なぜ、給付金詐欺がこんなにも起こっているのか? 給付申請の手続きを簡素化したからだ、といわれている。けど、あたしの知り合いの飲食店の店主は、申し込み日が1日遅れただけで給付金をもらえなかった。お婆(ばあ)さんで、この制度の内容や手続きの仕方がすぐに理解できず、方々に聞いてまわっていたからだ。
今回、申請手続きを簡単にするため選ばれたのが「確定申告書の控え」。しかし、この控えは実態がない申告内容でも手に入れることができたようだ。
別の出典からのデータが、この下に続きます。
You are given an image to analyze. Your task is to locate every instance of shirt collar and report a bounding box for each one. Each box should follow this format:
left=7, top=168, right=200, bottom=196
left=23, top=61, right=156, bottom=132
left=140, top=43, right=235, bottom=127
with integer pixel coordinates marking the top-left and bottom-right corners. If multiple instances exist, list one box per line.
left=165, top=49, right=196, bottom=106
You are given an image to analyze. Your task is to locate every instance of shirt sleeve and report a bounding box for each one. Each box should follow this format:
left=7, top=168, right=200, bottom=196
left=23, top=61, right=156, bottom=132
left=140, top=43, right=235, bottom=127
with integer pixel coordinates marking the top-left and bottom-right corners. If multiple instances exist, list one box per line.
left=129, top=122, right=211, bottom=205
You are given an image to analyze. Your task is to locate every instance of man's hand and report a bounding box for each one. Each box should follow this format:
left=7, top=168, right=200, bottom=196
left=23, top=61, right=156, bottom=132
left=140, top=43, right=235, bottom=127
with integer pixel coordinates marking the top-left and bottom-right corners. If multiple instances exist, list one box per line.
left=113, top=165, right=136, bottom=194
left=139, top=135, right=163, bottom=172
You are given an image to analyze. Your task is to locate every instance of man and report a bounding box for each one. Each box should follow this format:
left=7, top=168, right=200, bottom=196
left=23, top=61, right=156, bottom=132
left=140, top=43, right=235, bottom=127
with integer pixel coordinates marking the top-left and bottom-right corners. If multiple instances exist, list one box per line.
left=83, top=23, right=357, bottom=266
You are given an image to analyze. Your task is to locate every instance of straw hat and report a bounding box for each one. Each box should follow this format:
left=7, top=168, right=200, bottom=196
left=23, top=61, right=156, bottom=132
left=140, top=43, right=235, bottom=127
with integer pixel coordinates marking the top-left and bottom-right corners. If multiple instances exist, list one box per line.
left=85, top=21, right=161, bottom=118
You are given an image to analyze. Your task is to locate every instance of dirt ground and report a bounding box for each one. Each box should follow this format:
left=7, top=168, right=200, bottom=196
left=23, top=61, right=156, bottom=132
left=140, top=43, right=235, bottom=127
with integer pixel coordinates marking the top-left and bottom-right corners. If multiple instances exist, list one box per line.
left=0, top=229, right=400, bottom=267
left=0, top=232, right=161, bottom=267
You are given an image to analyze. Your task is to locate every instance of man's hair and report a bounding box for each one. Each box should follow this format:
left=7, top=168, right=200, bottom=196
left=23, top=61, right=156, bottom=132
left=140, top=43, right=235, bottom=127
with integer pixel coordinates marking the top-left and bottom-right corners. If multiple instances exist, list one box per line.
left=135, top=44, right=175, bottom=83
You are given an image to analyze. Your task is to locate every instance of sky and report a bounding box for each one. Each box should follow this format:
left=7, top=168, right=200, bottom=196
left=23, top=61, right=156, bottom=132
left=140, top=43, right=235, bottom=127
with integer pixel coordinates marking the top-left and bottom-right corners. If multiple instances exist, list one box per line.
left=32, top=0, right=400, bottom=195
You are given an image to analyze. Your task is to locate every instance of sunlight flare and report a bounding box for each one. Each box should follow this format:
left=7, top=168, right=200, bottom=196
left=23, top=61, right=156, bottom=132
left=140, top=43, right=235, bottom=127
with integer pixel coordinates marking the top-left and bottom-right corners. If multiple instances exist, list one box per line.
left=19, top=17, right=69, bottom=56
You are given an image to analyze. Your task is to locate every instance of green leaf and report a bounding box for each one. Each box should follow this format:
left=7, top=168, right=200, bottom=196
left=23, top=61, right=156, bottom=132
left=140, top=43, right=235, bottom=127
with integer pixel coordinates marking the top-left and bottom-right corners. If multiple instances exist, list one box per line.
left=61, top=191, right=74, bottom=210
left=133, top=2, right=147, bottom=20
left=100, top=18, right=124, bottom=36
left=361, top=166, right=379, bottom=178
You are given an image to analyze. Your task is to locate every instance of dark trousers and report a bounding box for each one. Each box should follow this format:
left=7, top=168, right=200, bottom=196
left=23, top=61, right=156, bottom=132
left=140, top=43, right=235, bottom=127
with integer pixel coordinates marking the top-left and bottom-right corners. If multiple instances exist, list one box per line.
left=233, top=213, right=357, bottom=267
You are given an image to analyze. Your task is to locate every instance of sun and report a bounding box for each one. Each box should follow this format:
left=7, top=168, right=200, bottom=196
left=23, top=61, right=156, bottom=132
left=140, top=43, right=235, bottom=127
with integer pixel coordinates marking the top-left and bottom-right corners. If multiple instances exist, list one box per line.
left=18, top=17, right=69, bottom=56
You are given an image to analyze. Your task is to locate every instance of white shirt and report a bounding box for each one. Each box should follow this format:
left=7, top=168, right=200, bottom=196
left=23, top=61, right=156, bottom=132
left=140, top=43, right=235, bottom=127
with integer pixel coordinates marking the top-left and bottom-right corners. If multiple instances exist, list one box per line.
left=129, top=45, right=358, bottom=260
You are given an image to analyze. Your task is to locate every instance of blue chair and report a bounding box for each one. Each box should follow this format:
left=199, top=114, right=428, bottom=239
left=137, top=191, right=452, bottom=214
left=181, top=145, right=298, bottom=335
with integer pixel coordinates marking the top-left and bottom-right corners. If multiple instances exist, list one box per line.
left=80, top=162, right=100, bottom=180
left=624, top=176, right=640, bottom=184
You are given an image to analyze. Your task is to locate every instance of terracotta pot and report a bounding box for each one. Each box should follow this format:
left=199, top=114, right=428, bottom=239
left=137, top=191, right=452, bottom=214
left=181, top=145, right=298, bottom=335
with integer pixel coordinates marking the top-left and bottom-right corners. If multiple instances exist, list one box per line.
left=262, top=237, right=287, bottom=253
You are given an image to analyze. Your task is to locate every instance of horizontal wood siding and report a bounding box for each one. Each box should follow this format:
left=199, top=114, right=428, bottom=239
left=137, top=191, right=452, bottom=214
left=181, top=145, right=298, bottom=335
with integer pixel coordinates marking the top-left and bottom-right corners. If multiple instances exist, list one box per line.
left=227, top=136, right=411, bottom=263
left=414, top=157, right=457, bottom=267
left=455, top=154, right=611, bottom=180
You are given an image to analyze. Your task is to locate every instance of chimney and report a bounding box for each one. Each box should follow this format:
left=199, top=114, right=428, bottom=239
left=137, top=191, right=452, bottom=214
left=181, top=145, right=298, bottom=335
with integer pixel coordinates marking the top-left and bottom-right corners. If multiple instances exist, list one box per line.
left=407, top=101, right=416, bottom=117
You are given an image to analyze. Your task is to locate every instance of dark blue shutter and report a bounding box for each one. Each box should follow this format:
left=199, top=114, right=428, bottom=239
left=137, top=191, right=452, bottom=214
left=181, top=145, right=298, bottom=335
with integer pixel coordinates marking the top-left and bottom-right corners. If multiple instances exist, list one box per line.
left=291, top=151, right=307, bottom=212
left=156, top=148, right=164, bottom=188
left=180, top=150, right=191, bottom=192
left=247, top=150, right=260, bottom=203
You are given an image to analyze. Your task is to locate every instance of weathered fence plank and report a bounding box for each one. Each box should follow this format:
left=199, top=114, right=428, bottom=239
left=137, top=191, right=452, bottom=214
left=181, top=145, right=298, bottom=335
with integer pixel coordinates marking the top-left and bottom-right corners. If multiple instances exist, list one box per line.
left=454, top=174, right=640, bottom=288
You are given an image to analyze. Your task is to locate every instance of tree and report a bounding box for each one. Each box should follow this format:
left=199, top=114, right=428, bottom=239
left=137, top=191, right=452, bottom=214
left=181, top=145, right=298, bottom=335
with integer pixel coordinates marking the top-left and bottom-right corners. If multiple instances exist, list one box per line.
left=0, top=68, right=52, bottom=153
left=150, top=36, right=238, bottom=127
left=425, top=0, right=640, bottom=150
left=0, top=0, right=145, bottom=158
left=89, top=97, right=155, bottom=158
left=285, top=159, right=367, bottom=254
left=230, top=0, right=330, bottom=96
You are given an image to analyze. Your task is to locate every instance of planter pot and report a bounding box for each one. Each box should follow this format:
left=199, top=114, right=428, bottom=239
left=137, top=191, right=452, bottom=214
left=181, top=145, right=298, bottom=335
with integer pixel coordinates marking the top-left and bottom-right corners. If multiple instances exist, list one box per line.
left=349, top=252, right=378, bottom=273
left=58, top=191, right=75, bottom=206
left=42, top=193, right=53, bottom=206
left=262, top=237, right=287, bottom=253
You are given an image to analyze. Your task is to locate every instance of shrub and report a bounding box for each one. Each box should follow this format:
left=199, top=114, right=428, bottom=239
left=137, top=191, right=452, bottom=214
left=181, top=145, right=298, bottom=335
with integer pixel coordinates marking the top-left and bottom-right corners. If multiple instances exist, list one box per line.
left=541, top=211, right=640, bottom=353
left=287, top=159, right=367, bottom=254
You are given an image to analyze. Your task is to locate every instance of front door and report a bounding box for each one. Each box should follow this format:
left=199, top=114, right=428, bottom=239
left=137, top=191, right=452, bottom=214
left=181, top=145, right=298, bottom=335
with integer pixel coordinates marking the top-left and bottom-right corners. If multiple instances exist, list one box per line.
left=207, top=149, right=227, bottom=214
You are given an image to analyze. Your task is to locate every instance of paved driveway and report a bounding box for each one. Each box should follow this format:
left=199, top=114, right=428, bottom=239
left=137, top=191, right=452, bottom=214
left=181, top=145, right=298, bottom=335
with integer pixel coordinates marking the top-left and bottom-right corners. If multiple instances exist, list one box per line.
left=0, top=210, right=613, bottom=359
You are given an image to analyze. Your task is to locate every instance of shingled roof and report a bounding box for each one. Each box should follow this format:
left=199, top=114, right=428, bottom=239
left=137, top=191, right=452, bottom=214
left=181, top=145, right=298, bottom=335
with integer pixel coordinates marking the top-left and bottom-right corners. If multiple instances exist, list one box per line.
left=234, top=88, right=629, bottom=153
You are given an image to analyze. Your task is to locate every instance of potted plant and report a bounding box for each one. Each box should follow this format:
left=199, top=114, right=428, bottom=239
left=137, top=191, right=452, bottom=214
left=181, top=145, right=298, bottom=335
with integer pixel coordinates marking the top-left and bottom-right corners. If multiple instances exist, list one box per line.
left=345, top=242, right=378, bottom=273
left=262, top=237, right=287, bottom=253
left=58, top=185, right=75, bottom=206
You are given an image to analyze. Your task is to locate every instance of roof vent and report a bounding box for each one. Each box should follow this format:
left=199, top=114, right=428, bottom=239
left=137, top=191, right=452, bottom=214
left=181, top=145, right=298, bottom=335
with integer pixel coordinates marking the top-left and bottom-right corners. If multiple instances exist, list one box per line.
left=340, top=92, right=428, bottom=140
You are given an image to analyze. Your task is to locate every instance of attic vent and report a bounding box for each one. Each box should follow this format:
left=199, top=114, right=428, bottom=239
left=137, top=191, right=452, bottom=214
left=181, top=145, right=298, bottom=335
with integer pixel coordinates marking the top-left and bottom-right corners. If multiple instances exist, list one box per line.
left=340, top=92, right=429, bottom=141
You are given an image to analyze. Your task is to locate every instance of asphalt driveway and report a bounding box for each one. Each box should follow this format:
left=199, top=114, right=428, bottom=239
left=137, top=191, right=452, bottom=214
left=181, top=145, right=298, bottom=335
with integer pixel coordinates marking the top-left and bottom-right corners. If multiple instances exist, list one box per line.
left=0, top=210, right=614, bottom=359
「例えば、副業をしていることにして19年分の事業収入が100万円あり、同程度かそれ以上の経費もかかったと記載して税務署に提出する。提出時点で税務署側のチェックを受けることもなく、『もうけ』がないため課税されることもない。手元には、19年に100万円分の事業をしていたことを『証明』できる控えが残ることになる」
「(こういった詐欺の方法は)警視庁幹部は『事業経験の乏しい若者にとっては容易ではない』と語るが、専門知識を持つ国税職員や税理士であれば思いつくことが可能だったとみられる」
詐欺を行った元国税職員や証券会社の元社員らの中に、仮想通貨の投資グループのメンバーもいたらしい。大学生ら約200人の名義で総額約2億円の給付金を不正に受給し、その大半を投資にあてていたという。